U.S. District Judge Stephen Wilson, a Reagan appointee, issued the 36-page order on Sept. 29 following a legal challenge by the NRA against Los Angeles for an ordinance that required companies and individuals to disclose whether they had contracts with or sponsored the gun-rights group.
The ordinance, which took effect on April 1, 2019, after unanimous approval by the City Council, enabled the city to revoke contracts if contractors didn’t disclose all links to the NRA.
NRA lawyers filed a lawsuit later that month, alleging the ordinance violated the U.S. Constitution’s First and Fourteenth Amendments.

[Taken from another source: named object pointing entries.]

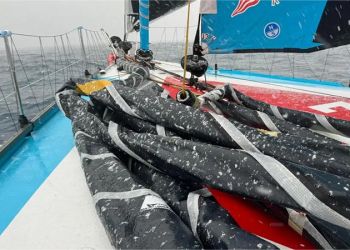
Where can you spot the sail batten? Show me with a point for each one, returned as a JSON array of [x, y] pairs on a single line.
[[275, 25]]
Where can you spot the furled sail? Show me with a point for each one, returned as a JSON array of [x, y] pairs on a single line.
[[274, 25], [158, 8]]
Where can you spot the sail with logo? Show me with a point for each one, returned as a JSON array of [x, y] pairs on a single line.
[[156, 10], [273, 25]]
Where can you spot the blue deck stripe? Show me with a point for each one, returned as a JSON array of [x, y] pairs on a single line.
[[23, 173], [273, 79]]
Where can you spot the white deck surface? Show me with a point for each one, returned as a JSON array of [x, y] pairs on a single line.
[[60, 215]]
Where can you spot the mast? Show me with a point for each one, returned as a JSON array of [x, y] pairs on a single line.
[[144, 53], [125, 19]]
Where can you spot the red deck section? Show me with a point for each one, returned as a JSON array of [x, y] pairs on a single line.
[[283, 98], [252, 218]]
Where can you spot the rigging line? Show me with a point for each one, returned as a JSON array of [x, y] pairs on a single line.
[[98, 47], [325, 65], [25, 72], [65, 55], [281, 85], [94, 47], [8, 109], [186, 46], [29, 35], [55, 66], [72, 55], [45, 63]]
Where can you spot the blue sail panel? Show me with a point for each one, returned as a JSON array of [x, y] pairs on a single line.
[[257, 25]]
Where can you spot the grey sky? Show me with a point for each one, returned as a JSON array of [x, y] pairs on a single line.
[[48, 17]]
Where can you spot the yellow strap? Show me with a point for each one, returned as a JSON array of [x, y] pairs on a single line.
[[93, 86], [186, 46]]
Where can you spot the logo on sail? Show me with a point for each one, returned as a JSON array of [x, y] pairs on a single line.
[[272, 30], [243, 5]]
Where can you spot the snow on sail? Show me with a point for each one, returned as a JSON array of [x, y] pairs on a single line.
[[139, 147], [156, 10], [287, 26]]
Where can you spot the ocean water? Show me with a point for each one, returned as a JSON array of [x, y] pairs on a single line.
[[39, 73]]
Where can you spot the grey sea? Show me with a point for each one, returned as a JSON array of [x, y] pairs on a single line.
[[40, 74]]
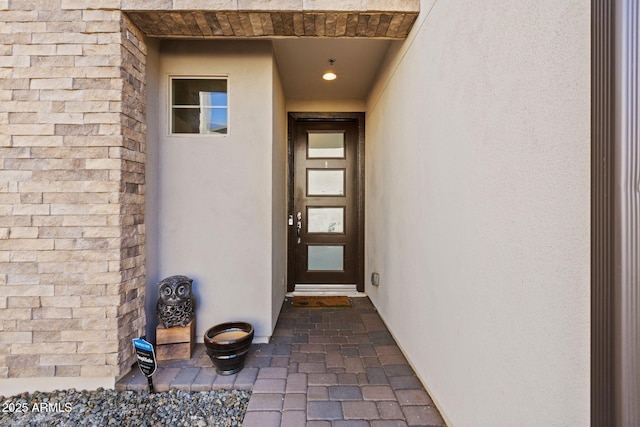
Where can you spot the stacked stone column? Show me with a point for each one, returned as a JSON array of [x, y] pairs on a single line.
[[72, 156]]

In a statement at the time, Democrat Mayor Eric Garcetti said he supported the policy.
“I’m confident in it, and we’re not going to be bullied by the NRA,” he said.
Wilson granted a preliminary injunction against the ordinance late last year.
“Even though the ordinance only forces disclosure of activity that may not be expressive, the clear purpose of the disclosure is to undermine the NRA’s explicitly political speech,” he wrote, citing public statements made by Councilman Mitch O’Farrell, a Democrat who had said he supported boycotts of businesses that dealt with the NRA.
The judge ruled the NRA was likely going to prove the law violated the Constitution.
The city council voted in January to repeal the ordinance.
“The same city officials who vowed to defend this ordinance are on the run,” Jason Ouimet, executive director of NRA’s Institute for Legislative Action, said in a statement after the vote. “In addition to the NRA members they wronged, city officials must now answer to voters and taxpayers for their failed experiment, and explain why they recklessly subjected the city to legal and financial exposure.”
Wilson’s new order noted that plaintiffs sought to recover over $472,000 in attorneys’ fees. He granted the motion in part, ordering the city of Los Angeles to pay $143,160.74. He said some of the billing hours appeared unreasonable, and reduced the amount.
The city was also told to pay over $1,000 more in costs. In a response filing, city attorneys asked for the total of $1,073.55 to be reduced to $244.65.
Garcetti’s office and the office of Los Angeles City Attorney Mike Feuer didn’t immediately respond to requests by The Epoch Times for comment.
NRA spokeswoman Amy Hunter told The Epoch Times via email, “Violations of any constitutional rights by government officials should carry consequences. The courts have rightfully imposed those consequences upon Los Angeles.”
“The NRA will continue our fight and, as always, work to hold politicians accountable,” she said.